Single-cell transcriptomic characteristics of three GBM subclasses (A) UMAP plot of scRNA-seq data from four patients. (B) Cellular maps of subclasses-associated neoplastic cell subpopulations by Scissor displayed by UMAP dimension reduction. (C) Visualization of single-cell data based on overall TF activities of each cell. (D) Heatmap of top 20 highly variable TF activities among GPA, GPB and GPC cells. The color of heatmap representing z-scores of TF activities. (E) Volcano plot of differentially expressed genes among GPA, GPB and GPC cells. The two vertical dashed lines indicate ±1-fold change in gene expression, and the horizontal dashed line demonstrates an FDR cutoff of 0.05. The FDR was the adjusted p value calculated by the two-tailed Wilcoxon rank-sum test. (F) Enrichment bar plot of differentially expressed genes in GPB cells versus GPC cells based on Reactome and Hallmark pathways. The vertical dashed line denotes an FDR cutoff of 0.05. (G) Transcriptional changes of NDRG2, LTF and SPP1 along pseudotime. A, GPA cells; B, GPB cells; C, GPC cells; TF, Transcription factor.

Figure 4

Estimation of prognostic value of 36-gene GPS (A–C) Time-dependent receiver operating characteristic (tROC) curves comparing GPS and four public signatures in the TCGA training cohort (OS and PFI) (A), the TCGA testing cohort (PFI) (B) and the GSE13041 cohort (OS) (C). (D) ROC curves of the performance of diverse prognostic signatures in the GSE108474 cohort at 3 and 5 years. (E) The calibration plots for the comparison of GPS model with ideal model at 3 and 5 years. (F) Results of the univariate and multivariate Cox regression analysis in the TCGA cohort, the CGGA cohort, the GSE13041 cohort and the GSE108474 cohort. PFI, Progression-free interval; OS, Overall survival.

Figure 5

Identification of GPS-associated drug targets and therapeutic agents (A) Volcano plot of Spearman’s correlations and significance between GPS scores and gene expression of drug targets (left).
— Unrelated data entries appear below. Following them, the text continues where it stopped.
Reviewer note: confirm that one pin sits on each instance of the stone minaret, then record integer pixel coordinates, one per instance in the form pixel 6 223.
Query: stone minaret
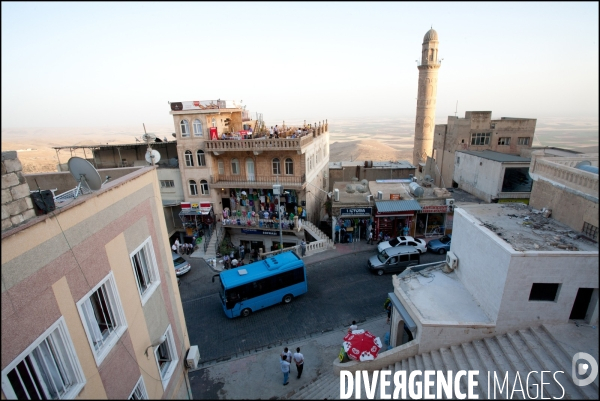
pixel 425 122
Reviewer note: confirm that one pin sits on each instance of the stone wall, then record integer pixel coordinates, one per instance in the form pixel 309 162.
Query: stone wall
pixel 16 200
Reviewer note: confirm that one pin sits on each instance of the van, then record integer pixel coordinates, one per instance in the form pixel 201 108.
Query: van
pixel 181 265
pixel 394 260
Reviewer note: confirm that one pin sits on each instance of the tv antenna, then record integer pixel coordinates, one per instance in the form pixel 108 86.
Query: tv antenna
pixel 152 156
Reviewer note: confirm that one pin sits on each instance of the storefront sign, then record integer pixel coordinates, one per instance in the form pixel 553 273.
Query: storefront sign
pixel 434 209
pixel 259 232
pixel 359 211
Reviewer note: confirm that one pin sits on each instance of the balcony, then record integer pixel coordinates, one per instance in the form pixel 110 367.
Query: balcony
pixel 240 181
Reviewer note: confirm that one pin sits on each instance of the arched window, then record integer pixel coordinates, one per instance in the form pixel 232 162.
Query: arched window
pixel 201 159
pixel 189 159
pixel 185 128
pixel 204 187
pixel 197 128
pixel 193 187
pixel 289 166
pixel 235 166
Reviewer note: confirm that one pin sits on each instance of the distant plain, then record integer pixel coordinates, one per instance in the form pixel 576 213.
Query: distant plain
pixel 376 139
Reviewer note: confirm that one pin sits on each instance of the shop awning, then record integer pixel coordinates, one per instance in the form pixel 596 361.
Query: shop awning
pixel 397 206
pixel 410 323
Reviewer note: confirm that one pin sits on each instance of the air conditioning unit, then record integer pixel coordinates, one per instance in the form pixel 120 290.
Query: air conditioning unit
pixel 193 357
pixel 451 260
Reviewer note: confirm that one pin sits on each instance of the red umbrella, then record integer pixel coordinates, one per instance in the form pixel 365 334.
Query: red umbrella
pixel 361 345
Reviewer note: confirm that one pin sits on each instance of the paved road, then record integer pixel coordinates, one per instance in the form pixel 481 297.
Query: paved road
pixel 339 290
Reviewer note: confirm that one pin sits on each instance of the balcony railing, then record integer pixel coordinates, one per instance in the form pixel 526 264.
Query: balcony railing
pixel 256 181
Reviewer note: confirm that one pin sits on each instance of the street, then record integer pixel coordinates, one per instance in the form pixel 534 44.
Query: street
pixel 339 290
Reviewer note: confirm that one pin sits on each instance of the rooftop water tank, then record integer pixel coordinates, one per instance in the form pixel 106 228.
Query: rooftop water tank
pixel 416 189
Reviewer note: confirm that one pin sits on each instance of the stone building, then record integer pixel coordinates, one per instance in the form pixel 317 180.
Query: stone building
pixel 476 132
pixel 426 98
pixel 90 303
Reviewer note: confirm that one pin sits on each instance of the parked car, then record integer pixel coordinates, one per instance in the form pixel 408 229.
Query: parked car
pixel 182 266
pixel 402 241
pixel 441 245
pixel 394 260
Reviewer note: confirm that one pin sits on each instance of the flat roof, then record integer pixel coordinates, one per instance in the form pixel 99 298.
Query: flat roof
pixel 526 229
pixel 442 297
pixel 496 156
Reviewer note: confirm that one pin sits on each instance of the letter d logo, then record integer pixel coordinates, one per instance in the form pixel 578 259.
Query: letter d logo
pixel 583 368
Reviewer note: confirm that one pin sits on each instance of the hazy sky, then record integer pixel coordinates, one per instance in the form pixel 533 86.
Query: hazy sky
pixel 106 64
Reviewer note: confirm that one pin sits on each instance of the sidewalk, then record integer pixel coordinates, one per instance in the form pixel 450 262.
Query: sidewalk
pixel 258 375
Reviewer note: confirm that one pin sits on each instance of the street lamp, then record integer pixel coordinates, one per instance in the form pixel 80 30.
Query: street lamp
pixel 277 190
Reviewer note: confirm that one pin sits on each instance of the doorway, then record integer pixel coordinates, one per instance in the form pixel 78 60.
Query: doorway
pixel 581 306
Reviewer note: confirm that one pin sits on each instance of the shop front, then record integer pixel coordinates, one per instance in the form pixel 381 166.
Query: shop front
pixel 395 218
pixel 198 220
pixel 434 220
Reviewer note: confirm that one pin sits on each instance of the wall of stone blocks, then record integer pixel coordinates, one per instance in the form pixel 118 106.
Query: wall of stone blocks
pixel 17 206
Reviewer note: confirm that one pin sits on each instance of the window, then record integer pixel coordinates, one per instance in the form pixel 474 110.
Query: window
pixel 289 166
pixel 139 391
pixel 189 160
pixel 543 292
pixel 185 128
pixel 103 318
pixel 166 357
pixel 47 369
pixel 480 138
pixel 193 187
pixel 204 187
pixel 145 269
pixel 197 128
pixel 276 166
pixel 201 159
pixel 235 166
pixel 590 231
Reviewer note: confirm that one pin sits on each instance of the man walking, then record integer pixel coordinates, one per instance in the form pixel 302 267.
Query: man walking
pixel 299 359
pixel 285 368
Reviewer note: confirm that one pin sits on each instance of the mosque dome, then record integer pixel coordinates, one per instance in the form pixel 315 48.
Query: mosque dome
pixel 430 35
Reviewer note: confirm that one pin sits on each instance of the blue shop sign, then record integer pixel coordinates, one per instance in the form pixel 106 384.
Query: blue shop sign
pixel 356 211
pixel 260 232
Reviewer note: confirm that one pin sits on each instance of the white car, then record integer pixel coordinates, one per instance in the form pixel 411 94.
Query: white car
pixel 401 241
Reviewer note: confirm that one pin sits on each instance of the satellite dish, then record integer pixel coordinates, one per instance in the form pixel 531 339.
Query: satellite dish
pixel 152 156
pixel 84 173
pixel 148 138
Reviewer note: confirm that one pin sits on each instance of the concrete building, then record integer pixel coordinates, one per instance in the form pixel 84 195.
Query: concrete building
pixel 90 303
pixel 492 176
pixel 506 304
pixel 567 185
pixel 426 98
pixel 230 162
pixel 476 132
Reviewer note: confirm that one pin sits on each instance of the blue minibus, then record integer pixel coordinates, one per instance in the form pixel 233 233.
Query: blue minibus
pixel 258 285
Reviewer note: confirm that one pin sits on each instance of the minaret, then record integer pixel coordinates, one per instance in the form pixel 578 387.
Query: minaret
pixel 425 122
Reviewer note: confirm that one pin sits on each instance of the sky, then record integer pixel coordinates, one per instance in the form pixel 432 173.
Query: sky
pixel 69 64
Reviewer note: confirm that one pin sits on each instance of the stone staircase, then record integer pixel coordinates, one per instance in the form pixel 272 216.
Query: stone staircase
pixel 523 351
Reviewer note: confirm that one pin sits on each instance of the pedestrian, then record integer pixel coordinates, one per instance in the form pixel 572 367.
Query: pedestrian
pixel 285 368
pixel 299 359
Red dots indicate the significant positive correlations. Volcano plot of Spearman’s correlations and significance between GPS and CERES score of drug targets (mid) as well as between GPS and DEMETER score of drug targets (right) separately. Blue dots indicate the significant positive correlations. (B) Summary of the most potential therapeutic agents for patients from three subclasses with high risk of poor prognosis according to the evidence from multiple sources. Dose-response curves to 48 h (C) and colony formation assay (D) of NVP-BEZ235, GDC−0980, Dasatinib and XL765 treatment in glioblastoma cell lines of GPA, GPB, and GPC subclasses. Error bars indicate the SEM.

Figure 6

The immune landscape and immunotherapeutic responses among three subclasses (A) An overview of the GPS score, immune cells, checkpoint targets and cytokines in three subclasses. (B) The stacked column charts of immune cell fraction in GPA, GPB and GPC. (C) The boxplots depicting difference of BMDM and MG enrichment score among three subclasses. (D) The scatterplot of M1 and M2 phenotypes from BMDM and MG based on scRNA-seq data. (E) Violin plot showing the enrichment scores of immunosuppressive expression signatures, including PTEN pathway, induced regulatory T cells, and FOXO3 proteins. BMDM, Bone marrow-derived macrophage; MG, Microglia; ANOVA was used to compare groups. ∗: p < 0.05, ∗∗: p < 0.01, ∗∗∗: p < 0.001, ∗∗∗∗: p < 0.0001, NS, Not Significant.